This talk offers a theory of the sources of authoritarian durability, which emphasizes the importance of mass support for ensuring nondemocratic regime survival. It argues that the most resilient autocracies in the modern world extend their lifespans not by repressing the masses but by guaranteeing universal access to jobs, by providing subsidized housing, by rolling out generous welfare benefits, and by pricing basic services, consumer goods, and staple foods below the cost of production. In these welfare dictatorships there exists an implicit understanding that the masses will reward the regime with compliance as long as their consumption preferences are satisfied. According to the terms of this social contract, citizens would be justified to rebel should the regime renege on its commitments to maintain a high level of basic consumption.

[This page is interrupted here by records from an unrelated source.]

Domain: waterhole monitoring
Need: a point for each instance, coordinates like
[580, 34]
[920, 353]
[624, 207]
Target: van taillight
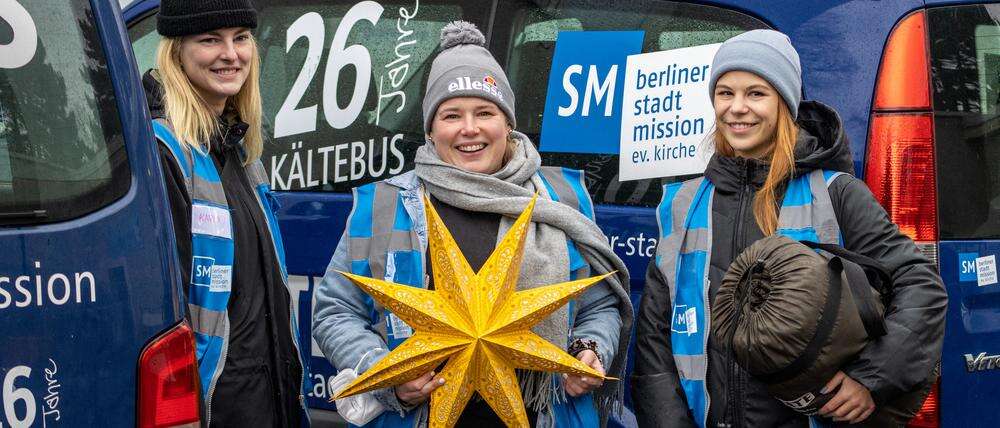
[168, 381]
[929, 414]
[900, 171]
[900, 166]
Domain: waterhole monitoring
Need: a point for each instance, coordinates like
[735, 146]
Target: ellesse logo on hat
[488, 85]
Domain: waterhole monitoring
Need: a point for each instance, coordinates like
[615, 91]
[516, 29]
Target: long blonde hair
[782, 158]
[193, 121]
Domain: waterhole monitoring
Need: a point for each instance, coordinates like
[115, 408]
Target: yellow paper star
[477, 321]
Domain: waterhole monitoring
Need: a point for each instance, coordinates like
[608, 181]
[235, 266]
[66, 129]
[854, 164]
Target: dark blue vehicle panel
[72, 352]
[973, 327]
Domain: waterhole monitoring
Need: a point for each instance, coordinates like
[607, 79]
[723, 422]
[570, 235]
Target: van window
[529, 42]
[328, 129]
[965, 71]
[61, 147]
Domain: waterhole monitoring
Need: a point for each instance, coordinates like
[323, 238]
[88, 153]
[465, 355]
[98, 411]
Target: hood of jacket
[821, 144]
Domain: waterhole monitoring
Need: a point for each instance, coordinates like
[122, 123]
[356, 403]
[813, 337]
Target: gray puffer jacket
[902, 361]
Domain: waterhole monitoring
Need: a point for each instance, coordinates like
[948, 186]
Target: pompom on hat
[766, 53]
[465, 68]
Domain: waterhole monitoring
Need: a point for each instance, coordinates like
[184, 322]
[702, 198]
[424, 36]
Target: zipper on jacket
[739, 244]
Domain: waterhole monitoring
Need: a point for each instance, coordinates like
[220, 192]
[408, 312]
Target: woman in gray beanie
[781, 166]
[205, 101]
[479, 174]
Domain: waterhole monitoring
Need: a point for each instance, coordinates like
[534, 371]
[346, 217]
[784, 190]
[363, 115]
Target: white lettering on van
[399, 68]
[353, 160]
[47, 289]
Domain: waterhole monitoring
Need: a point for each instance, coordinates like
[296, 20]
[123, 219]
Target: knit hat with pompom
[465, 68]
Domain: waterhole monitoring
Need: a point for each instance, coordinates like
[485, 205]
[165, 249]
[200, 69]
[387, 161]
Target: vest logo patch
[685, 320]
[205, 273]
[201, 271]
[400, 329]
[210, 220]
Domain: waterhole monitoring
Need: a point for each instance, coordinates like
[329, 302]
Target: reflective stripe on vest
[213, 252]
[683, 254]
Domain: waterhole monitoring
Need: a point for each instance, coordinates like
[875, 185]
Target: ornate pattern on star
[478, 322]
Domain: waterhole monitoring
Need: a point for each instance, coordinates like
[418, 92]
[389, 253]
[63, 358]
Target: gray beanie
[464, 68]
[766, 53]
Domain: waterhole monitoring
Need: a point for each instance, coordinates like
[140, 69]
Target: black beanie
[186, 17]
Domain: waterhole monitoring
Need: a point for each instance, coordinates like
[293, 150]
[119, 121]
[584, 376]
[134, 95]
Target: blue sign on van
[583, 103]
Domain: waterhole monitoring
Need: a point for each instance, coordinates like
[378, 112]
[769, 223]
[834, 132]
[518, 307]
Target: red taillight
[929, 414]
[900, 169]
[168, 381]
[903, 79]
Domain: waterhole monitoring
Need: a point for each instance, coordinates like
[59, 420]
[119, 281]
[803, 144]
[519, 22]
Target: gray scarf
[546, 261]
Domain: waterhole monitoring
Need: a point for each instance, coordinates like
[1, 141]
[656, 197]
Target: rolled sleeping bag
[791, 318]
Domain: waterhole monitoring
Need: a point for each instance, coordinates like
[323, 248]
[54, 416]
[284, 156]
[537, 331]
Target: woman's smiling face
[217, 62]
[746, 112]
[470, 133]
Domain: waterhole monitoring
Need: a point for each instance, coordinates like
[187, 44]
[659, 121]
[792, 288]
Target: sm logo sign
[583, 101]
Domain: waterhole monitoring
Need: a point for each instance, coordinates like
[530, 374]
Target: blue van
[91, 310]
[89, 290]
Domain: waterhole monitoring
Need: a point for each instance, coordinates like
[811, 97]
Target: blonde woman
[205, 100]
[775, 156]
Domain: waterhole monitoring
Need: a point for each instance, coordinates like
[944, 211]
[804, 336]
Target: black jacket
[899, 362]
[260, 383]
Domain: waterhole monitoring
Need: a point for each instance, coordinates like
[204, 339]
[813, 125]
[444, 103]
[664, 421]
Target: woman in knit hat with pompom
[480, 174]
[204, 97]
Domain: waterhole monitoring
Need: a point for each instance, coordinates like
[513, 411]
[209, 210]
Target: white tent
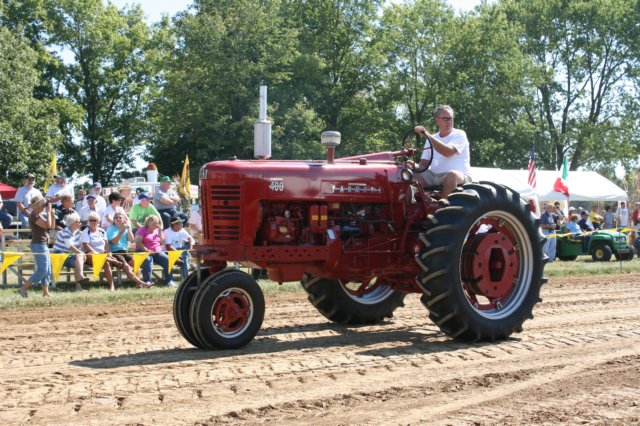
[583, 186]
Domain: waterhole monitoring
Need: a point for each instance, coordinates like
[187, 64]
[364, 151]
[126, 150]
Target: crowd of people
[580, 222]
[85, 224]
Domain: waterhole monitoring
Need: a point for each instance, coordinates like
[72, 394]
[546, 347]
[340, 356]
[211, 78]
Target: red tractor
[359, 233]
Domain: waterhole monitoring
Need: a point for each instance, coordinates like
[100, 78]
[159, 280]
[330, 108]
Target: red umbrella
[7, 191]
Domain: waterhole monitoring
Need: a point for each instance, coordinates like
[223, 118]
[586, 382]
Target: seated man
[583, 223]
[450, 165]
[68, 241]
[574, 228]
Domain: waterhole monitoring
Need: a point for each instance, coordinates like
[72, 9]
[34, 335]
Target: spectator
[90, 208]
[5, 218]
[195, 224]
[41, 220]
[112, 208]
[149, 239]
[622, 215]
[635, 219]
[574, 228]
[583, 223]
[63, 209]
[119, 235]
[101, 203]
[177, 238]
[56, 190]
[94, 241]
[68, 241]
[127, 199]
[24, 196]
[548, 226]
[82, 193]
[609, 219]
[166, 201]
[140, 212]
[594, 218]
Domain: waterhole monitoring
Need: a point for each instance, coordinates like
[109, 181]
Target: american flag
[532, 167]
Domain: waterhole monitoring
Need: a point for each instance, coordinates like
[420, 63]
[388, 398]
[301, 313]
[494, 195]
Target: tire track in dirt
[119, 368]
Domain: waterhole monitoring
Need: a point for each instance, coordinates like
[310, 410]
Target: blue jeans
[42, 273]
[5, 219]
[163, 260]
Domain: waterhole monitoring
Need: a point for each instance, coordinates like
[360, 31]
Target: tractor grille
[222, 225]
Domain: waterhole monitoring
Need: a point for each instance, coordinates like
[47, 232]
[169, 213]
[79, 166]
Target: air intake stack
[262, 130]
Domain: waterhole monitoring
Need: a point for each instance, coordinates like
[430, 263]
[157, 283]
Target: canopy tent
[583, 186]
[7, 191]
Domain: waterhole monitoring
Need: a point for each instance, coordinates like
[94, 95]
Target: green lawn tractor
[602, 245]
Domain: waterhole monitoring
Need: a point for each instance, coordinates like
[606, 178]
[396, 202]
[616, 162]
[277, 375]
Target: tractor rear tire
[601, 253]
[482, 263]
[227, 310]
[338, 303]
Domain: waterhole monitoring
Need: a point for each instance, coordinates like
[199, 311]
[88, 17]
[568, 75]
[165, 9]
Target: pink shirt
[151, 240]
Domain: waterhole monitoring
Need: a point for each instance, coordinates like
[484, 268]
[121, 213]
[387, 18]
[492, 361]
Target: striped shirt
[65, 239]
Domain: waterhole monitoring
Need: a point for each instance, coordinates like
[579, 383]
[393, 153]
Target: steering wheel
[409, 139]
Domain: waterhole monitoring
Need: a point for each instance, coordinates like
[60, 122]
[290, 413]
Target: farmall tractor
[359, 233]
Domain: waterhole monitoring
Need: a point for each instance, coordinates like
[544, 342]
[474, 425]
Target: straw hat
[36, 199]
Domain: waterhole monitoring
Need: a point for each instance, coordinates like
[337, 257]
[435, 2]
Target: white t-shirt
[97, 240]
[84, 213]
[460, 161]
[196, 220]
[176, 239]
[109, 212]
[101, 203]
[623, 217]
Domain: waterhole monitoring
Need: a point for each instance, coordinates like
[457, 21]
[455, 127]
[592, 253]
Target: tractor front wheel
[482, 264]
[227, 310]
[352, 303]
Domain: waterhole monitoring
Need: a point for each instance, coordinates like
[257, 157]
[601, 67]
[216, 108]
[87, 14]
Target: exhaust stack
[330, 140]
[262, 130]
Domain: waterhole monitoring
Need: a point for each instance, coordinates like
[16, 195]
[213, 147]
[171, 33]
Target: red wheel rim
[493, 272]
[232, 312]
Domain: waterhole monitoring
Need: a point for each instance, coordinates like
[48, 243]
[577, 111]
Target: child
[177, 238]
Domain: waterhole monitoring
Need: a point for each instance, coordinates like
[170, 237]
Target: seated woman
[94, 241]
[68, 241]
[119, 236]
[574, 229]
[150, 239]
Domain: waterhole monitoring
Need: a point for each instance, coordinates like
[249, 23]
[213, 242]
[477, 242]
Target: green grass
[585, 266]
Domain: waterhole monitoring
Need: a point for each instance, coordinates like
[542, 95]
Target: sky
[154, 9]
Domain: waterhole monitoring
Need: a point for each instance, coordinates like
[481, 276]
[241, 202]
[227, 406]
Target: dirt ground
[577, 362]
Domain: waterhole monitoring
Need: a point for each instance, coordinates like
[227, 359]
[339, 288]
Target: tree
[28, 126]
[209, 101]
[586, 77]
[109, 78]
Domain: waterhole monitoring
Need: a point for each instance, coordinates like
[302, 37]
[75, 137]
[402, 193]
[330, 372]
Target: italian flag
[559, 185]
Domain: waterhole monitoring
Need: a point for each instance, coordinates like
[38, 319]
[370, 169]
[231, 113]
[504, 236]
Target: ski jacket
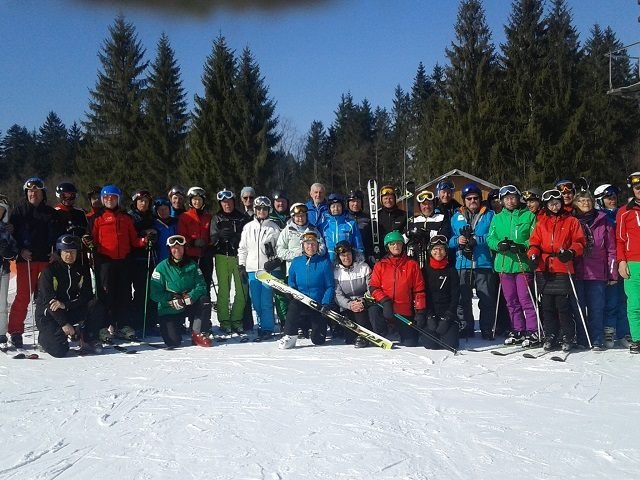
[165, 228]
[551, 234]
[170, 278]
[313, 276]
[400, 280]
[351, 282]
[195, 225]
[226, 230]
[336, 228]
[599, 261]
[252, 252]
[34, 228]
[628, 233]
[480, 224]
[390, 219]
[515, 225]
[70, 220]
[289, 246]
[67, 283]
[316, 214]
[114, 234]
[443, 290]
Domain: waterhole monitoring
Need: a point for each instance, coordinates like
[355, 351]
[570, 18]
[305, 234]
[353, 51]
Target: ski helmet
[470, 188]
[66, 191]
[394, 236]
[67, 242]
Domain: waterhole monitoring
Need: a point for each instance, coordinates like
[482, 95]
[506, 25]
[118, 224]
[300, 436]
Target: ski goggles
[508, 190]
[567, 187]
[425, 195]
[438, 240]
[174, 240]
[387, 190]
[297, 208]
[34, 184]
[225, 195]
[551, 195]
[529, 195]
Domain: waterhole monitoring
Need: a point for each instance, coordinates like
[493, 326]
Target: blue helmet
[470, 188]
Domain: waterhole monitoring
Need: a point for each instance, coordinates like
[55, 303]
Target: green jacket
[170, 278]
[517, 226]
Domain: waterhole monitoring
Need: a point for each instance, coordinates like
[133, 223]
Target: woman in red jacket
[555, 241]
[397, 284]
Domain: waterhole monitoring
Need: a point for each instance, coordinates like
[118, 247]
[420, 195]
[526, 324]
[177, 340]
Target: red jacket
[194, 224]
[114, 234]
[400, 280]
[551, 234]
[628, 233]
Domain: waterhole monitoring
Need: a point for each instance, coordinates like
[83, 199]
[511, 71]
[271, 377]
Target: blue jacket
[313, 276]
[481, 253]
[336, 228]
[315, 215]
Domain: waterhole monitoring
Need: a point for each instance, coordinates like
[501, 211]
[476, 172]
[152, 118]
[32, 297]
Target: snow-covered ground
[251, 411]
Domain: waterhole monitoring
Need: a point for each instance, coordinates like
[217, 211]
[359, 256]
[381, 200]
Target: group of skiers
[546, 267]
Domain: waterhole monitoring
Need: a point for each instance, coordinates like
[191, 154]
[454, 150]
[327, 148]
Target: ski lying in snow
[372, 337]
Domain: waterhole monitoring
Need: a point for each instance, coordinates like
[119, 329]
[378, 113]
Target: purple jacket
[599, 262]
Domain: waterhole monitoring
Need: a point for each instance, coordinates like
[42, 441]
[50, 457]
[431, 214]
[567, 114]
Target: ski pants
[299, 315]
[18, 313]
[592, 299]
[115, 290]
[226, 271]
[632, 289]
[4, 302]
[616, 309]
[408, 335]
[262, 301]
[516, 288]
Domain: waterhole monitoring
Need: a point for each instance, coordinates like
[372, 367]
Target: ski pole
[584, 323]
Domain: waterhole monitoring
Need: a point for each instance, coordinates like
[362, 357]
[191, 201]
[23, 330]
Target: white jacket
[255, 234]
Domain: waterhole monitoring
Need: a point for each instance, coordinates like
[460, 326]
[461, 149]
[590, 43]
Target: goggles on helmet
[425, 195]
[174, 240]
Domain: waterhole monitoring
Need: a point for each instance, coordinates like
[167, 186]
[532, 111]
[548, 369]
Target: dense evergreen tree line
[529, 112]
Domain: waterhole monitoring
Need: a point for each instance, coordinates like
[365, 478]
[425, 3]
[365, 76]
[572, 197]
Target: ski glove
[387, 309]
[505, 245]
[565, 256]
[271, 265]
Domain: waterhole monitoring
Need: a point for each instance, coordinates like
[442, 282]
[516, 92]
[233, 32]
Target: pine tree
[166, 119]
[114, 123]
[212, 136]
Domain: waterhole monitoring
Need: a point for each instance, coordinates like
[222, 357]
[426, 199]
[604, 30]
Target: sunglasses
[174, 240]
[424, 196]
[225, 195]
[551, 195]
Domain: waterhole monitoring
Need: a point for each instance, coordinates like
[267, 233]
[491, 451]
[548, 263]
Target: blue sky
[308, 56]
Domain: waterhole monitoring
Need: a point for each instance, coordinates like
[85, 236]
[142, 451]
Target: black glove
[432, 323]
[505, 245]
[565, 256]
[518, 248]
[271, 265]
[387, 309]
[244, 276]
[199, 243]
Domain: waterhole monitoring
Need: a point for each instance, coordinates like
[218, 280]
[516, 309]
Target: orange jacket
[399, 279]
[551, 234]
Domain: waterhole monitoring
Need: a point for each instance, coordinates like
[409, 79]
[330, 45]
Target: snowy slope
[250, 411]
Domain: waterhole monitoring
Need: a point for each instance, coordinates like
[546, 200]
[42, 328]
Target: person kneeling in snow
[62, 306]
[312, 275]
[177, 284]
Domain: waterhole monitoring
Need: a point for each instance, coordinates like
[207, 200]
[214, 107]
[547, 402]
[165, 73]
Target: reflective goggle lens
[176, 240]
[424, 196]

The talk argues that although they initially developed in centrally planned economies prior to 1989, welfare dictatorships have had an afterlife well past the end of the Cold War in a range of authoritarian regimes. The theory is developed through an in-depth study of the case of pre-1989 Bulgaria and is tested through a paired comparison of three centrally planned economies (the German Democratic Republic, the Soviet Union, and pre-1989 China) with the cases of post-1989 China, contemporary Russia, and Cuba. The talk is based on extensive archival research with Bulgarian, Chinese, Soviet, German, and Cuban documents, as well as interviews conducted in China, Bulgaria, Russia, Germany, and Cuba.
Professor Martin K. Dimitrov will present his work at the Aleksanteri Institute Visiting Fellows Research Seminar on Thursday 22 August, 2019 at 14:15 in the Aleksanteri Institute 2nd floor meeting room, Unioninkatu 33, Helsinki). The event is chaired by Professor Vladimir Gel'man.